Теперь я вспомнила, хотя это пока еще смутное воспоминание. Нас вывели из амбара, и у меня начался приступ кашля на пронзительном ночном ветру. Я думала, что мои надорванные легкие не вынесут этого».

— Ты совсем повисла у меня на руках. Теперь ты проснулась?

— Да, отец. Я чувствую такую слабость в груди.

Она вспомнила ярость в глазах тучного помещика.

— Они избили Доминика, отец.

— Теперь ему лучше. Но Маттиас говорит, что раны на запястьях у него загноились. Так что нужно спешить домой.

— Я и в самом деле птица, приносящая несчастья. Сколько людей пострадало из-за моей глупости!

— Ты прекрасная девушка, Виллему. Скактавл тоже так считает.

— Скактавл?

— Он находится теперь в Гростенсхольме, тяжело раненый. Это он сказал, где ты находишься.

— Скактавл спасен? Слава Богу!

«Все они старались ради меня! У меня просто голова идет кругом, я теряю дар речи… Отец крепче обнял меня, мы скачем еще быстрее…»

— Нас уже не так много?

— Они разъезжаются по домам, один за другим, ведь опасность миновала. Сейчас мы можем только сказать им «спасибо», но позже отблагодарим их.

— Да. Значит, мы уже в нашем округе?

— Да.

— Как чудесно возвращаться домой!

«Отец не ответил. Вид у него был озабоченный. Господи, как я устала!»

— Я мечтаю вымыться! В теплой воде! Но я не знаю, смогу ли я это сделать в моем теперешнем состоянии..

— Приедем домой, посмотрим.

«А вот и аллея. Все остановились». Послышался голос Доминика:

— Увидимся завтра, Виллему! «Я не вижу его, здесь так темно! Небо сереет, у горизонта, но еще ночь…»

— Да, спасибо за все, Доминик!

— Тебе спасибо!

А это говорит дядя Маттиас:

— Калеб, сначала я осмотрю Доминика, а потом сразу же приеду в Элистранд.

— Хорошо.

«Они поскакали по аллее. Деревья теперь голые, но они красивы и без листьев. Похожи на черные руки, воздетые к небесам… А вот и мама на своем коне…»

— Привет, мама!

— Привет, дружок! Наконец-то ты вымоешься, поешь и отдохнешь!

— В чистой постели? С белоснежным бельем?

— В своей собственной постели!

Об этом можно было только мечтать.

— Виллему? Виллему, ты спишь?

«Это кричит отец. Но я не в состоянии ответить ему».
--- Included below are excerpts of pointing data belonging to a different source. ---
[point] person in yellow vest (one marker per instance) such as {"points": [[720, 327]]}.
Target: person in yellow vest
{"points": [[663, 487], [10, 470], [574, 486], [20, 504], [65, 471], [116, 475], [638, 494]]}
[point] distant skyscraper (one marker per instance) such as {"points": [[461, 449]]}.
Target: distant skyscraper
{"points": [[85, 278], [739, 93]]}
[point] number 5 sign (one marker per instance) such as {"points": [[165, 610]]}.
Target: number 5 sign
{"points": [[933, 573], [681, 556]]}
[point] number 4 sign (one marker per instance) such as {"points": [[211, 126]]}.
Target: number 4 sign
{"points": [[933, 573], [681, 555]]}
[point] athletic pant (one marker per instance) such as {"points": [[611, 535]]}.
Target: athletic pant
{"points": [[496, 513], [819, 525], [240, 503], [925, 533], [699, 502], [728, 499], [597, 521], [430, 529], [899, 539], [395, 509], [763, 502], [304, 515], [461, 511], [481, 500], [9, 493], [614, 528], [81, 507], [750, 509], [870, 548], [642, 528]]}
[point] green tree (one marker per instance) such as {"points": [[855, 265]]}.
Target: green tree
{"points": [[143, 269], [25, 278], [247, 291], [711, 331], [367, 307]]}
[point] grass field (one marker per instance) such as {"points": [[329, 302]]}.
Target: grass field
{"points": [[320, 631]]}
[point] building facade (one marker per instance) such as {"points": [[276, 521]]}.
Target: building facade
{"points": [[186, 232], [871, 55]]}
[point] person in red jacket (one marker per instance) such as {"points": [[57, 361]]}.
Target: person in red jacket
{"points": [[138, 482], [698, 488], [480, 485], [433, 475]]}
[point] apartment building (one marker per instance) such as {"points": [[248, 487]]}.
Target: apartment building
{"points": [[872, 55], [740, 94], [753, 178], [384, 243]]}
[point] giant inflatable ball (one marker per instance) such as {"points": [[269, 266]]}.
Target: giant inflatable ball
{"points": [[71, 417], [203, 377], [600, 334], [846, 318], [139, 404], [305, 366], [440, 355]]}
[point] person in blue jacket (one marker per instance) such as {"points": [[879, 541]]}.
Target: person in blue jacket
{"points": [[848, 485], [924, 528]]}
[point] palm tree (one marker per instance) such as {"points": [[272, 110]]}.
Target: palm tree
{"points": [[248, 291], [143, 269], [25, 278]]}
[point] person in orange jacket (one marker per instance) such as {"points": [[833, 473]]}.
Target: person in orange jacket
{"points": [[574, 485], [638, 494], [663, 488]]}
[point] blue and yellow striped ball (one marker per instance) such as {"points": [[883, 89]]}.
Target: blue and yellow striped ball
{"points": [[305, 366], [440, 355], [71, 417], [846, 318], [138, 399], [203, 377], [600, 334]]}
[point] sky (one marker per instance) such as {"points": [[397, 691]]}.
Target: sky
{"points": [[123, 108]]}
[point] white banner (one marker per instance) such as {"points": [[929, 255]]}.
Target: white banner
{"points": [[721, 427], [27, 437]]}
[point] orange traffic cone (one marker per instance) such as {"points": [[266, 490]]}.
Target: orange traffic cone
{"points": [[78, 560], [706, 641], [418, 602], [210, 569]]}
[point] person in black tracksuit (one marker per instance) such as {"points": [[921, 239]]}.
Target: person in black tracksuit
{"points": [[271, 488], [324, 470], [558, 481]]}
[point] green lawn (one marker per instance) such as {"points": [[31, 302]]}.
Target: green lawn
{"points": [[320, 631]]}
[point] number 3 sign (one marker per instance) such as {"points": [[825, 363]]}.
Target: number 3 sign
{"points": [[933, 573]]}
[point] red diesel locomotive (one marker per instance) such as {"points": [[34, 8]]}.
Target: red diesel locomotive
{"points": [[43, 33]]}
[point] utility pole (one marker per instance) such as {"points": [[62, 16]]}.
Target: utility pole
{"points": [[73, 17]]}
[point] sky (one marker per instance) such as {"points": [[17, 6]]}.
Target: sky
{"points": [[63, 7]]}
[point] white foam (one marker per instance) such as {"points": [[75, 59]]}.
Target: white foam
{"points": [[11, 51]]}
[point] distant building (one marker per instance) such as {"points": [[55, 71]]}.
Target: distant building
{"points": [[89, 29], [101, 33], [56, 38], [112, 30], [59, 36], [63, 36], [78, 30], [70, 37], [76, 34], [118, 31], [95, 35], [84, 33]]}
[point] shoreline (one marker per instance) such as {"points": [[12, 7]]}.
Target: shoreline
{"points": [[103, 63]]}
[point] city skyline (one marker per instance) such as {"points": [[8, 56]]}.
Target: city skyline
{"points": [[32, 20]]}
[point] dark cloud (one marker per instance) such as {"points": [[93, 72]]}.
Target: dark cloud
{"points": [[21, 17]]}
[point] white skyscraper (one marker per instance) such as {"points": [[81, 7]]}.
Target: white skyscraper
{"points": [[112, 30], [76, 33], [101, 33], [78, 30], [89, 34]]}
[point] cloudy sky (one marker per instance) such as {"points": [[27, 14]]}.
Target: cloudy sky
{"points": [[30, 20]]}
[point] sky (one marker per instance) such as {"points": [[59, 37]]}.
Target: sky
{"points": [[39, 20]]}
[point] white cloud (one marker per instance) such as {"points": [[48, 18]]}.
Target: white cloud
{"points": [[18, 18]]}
— Нам нужно торопиться, Габриэлла!

«Тревога в голосе отца. Не могу произнести ни слова.

Как я сюда попала?

Кухня в Элистранде. Тепло, топится печка. Я укутана в одеяло».

— Сначала мне нужно вымыться…

— Ты уже вымылась, разве ты не помнишь?

Это сказала мать. Ее глаза так сияют.

— Да, волосы еще мокрые.

— Мы основательно вымыли тебя.

— Мама, не можете ли вы подстричь меня поровнее?

— В этом нет необходимости. К чему эта суета в шесть часов утра, да еще после такой бурной ночи!

— Но ведь сегодня придет Доминик!

— Он не придет. Маттиас уложил его в постель и приказал Никласу следить за тем, чтобы он не вставал. Маттиас был здесь и осмотрел тебя. Он сказал, что у тебя воспаление легких, и он просто удивляется, как ты вообще могла так долго держаться на ногах — ведь ты давно уже болеешь. Он считает, что у тебя непостижимая сила воли.

«Ой, как кружится голова… все плывет перед глазами…»

— Калеб! Она опять потеряла сознание! Ее нужно уложить в постель!

— Да, хорошо, что она хоть немного поела каши…

— Мне удалось скормить ей несколько ложек, хотя она этого даже не заметила.

«Кто-то несет меня. Я ничего не вижу.

Доминик, почему тебя нет рядом, я хочу быть с тобой…

Лица.

Люди приходят и уходят. Кто-то постоянно сидит возле моей кровати. Они меняются, но все время кто-то сидит.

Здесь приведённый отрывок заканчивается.